Viola Davis is celebrating her 60th birthday today, August 11, and her life story feels straight out of a movie. The fierce Leo was born in the rural South, in a one-room cabin on a plantation in St. Matthews, South Carolina, with no running water or electricity. Her grandfather was a sharecropper, and the first months of her life were spent in that single room before her family moved to Rhode Island looking for better opportunities.
From those humble beginnings, she’s gone on to become one of the most acclaimed actors of all time: an EGOT winner, a masterclass subject for acting students, and a career full of unforgettable performances.
Her Incredible Career
Davis' first big steps were on stage. She shone on Broadway and won her first Tony in 2001 for King Hedley II, and her second in 2010 for August Wilson’s Fences. Then came television history.
In 2015, she became the first Black woman to win the Emmy for lead actress in a drama, thanks to her gripping performance in How to Get Away with Murder.
Two years later, she took home the Oscar for the film version of Fences, starring alongside Denzel Washington.
And in 2023, she joined one of entertainment’s most exclusive clubs when her Grammy win for narrating her memoir Finding Me completed her EGOT.
She’s also the first Black actress to hold both the EGOT and the “Triple Crown of Acting” (Oscar, Emmy, and Tony for acting roles) - something only 21 performers in history have achieved.

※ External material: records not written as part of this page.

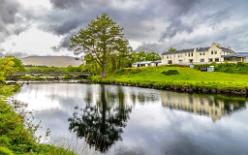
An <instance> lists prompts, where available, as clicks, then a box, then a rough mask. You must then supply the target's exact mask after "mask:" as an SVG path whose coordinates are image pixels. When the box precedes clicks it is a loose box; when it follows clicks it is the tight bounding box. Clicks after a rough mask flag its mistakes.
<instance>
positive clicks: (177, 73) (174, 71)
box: [162, 70, 179, 75]
mask: <svg viewBox="0 0 248 155" xmlns="http://www.w3.org/2000/svg"><path fill="white" fill-rule="evenodd" d="M162 74H164V75H178V74H179V72H178V71H177V70H168V71H163V72H162Z"/></svg>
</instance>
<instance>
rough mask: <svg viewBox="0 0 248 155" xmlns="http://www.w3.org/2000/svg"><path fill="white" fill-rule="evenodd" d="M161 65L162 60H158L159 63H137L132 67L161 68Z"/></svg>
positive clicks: (155, 61) (140, 62)
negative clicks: (161, 61)
mask: <svg viewBox="0 0 248 155" xmlns="http://www.w3.org/2000/svg"><path fill="white" fill-rule="evenodd" d="M160 65H161V60H157V61H141V62H136V63H134V64H133V65H132V66H133V67H148V66H160Z"/></svg>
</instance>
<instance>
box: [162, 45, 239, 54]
mask: <svg viewBox="0 0 248 155" xmlns="http://www.w3.org/2000/svg"><path fill="white" fill-rule="evenodd" d="M209 48H210V47H199V48H195V49H196V51H197V52H205V51H207V50H208V49H209ZM219 48H221V49H222V50H223V51H224V52H232V53H235V52H234V51H233V50H232V49H230V48H226V47H219ZM193 51H194V48H190V49H182V50H177V51H175V52H169V51H168V52H164V53H162V55H167V54H174V53H175V54H177V53H187V52H193Z"/></svg>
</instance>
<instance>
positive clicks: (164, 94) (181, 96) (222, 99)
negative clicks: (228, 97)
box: [161, 92, 246, 121]
mask: <svg viewBox="0 0 248 155" xmlns="http://www.w3.org/2000/svg"><path fill="white" fill-rule="evenodd" d="M161 98H162V105H163V106H165V107H168V108H170V109H176V110H183V111H187V112H191V113H195V114H199V115H206V116H208V117H210V118H211V119H212V120H213V121H217V120H220V119H221V117H222V116H224V115H226V114H231V113H233V112H234V111H237V110H240V109H244V108H246V100H244V99H240V98H228V97H224V96H220V95H216V96H206V95H189V94H178V93H175V92H169V93H168V92H161Z"/></svg>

Over the years, Davis has worked with Hollywood’s best: Meryl Streep, Philip Seymour Hoffman, Liam Neeson, Julia Roberts, Hugh Jackman, and George Clooney.
Must watch titles
If you want a proper Davis marathon, her essential titles include How to Get Away with Murder (2014–2020), where she played Annalise Keating for six seasons and made TV history. The Help (2011), where she was the emotional heart of the story and earned an Oscar nomination; Prisoners (2013), a tense Denis Villeneuve thriller where she played the mother of a missing girl opposite Hugh Jackman and Jake Gyllenhaal; and Doubt (2008), where just eight minutes on screen earned her an Oscar nomination for a scene that’s still taught in acting classes.
Her personal life
And then there’s her real-life love story. In 1999, she met actor Julius Tennon on the set of City of Angels, just three weeks after she had prayed for someone who was kind, funny, loved God, and understood her world.
Four years later, they were married. In 2011, they adopted their daughter Genesis and later founded JuVee Productions, a company focused on telling diverse stories that don’t often make it to the screen. Davis has said that through the fire and challenges of life, they’ve always held onto each other.
An Honorary Doctorate
Just days ago, she added another honor to the list, an honorary doctorate from the American Film Institute. In her speech to the graduating class, she told them: “You’re creating stories so people don’t feel alone… so they can say, ‘I’m not the only one.’”
With over sixty credits in film and TV, two Tonys, an Emmy, an Oscar, a Grammy, and now a doctorate, Davis hasn’t just reached the top; she’s changed the way leading women are seen on screen and proven that a story that starts in the most humble place can make history.